Clause 10 also enables a person to be an “involved person” if they are owned or controlled by, or acting on behalf of, an “involved person”—for example, as an agent. It goes further and enables a person to be an “involved person” on the basis of their association with other involved people. The key point is that this is often required of us by our international obligations. It is common for a UNSCR to require states to designate not just those involved in a particular activity, but those acting on their behalf or at their direction. Accordingly, we must be able to do that to meet our UN obligations, but it also has three other advantages. First, it enables us to apply sanctions more widely to affect the people around those directly involved, which would further restrict the regime’s ability to act and place further pressure on the regime to change its ways. Secondly, it allows us to designate those people who enable these activities by providing funds and financial services to the regime without direct involvement in the targeted activities. Thirdly, it enables us to apply sanctions across a whole group who share the same aims but are using different methods to achieve them. For example, it would enable us to designate all members of a terrorist group: not only those who are engaging directly in terrorist activity, but those providing funds and logistical support.
A current example of that would be the EU designation of Bashar al-Assad under the EU’s Syria sanctions regime, which has frozen the assets of Assad in the EU —including the UK—and banned him from entering the EU. However, people associated with him are also designated: leading businesspersons operating in Syria; members of the Syrian armed forces of the rank of colonel, or the equivalent or higher, in post after May 2011; members of the Syrian security and intelligence services in post after May 2011; and members of the regime-affiliated militias. Removing the ability to designate these as “associated persons”, as proposed in Amendment 30, would remove the ability to designate those who have a significant role in threats to peace and security.

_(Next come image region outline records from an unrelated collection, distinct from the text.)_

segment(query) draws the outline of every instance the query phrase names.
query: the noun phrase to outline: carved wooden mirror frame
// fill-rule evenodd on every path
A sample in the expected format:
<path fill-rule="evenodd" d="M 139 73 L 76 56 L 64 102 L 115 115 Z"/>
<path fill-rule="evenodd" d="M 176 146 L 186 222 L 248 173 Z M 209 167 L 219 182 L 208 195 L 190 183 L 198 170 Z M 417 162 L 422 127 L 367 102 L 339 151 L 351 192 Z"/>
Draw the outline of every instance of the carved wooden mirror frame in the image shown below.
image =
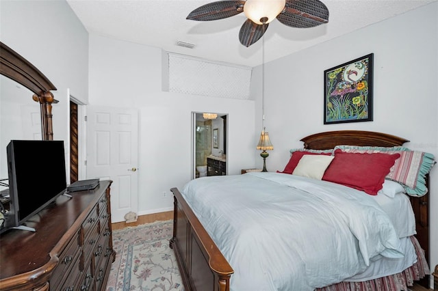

The noble and learned Lord, Lord Judge, gave a personal example of being connected and made the pertinent point of the definition being very wide: it encompasses many people, even those whose connections are arguably tenuous. As I have already explained, it is necessary to ensure that sanctions are broad and effective. To say that somebody is connected because of a remote family relationship is tenuous. I doubt it would be lawful or stand up to scrutiny in a court, nor would it advance the purpose of the sanctions. However, it is
almost impossible to foresee what type of connections will be required in future sanctions regimes, but I do not believe that this one, in terms of the detailed nature of what the noble and learned Lord expressed, would apply.
I have heard and listened very carefully to the concerns, but at the same time I have stated that there are good reasons for casting these powers in the way we have. There will be real difficulties in applying sanctions if they are too restricted. We believe that we have the balance right. With the practical examples I have given, and my interpretation of the Bosphorus case—especially when we bear in mind that power can be exercised only when proportionate and compliant with human rights; any other use would be forbidden by Section 6 of the Human Rights Act 1998—I hope that the noble and learned Lord will be minded to withdraw the amendment.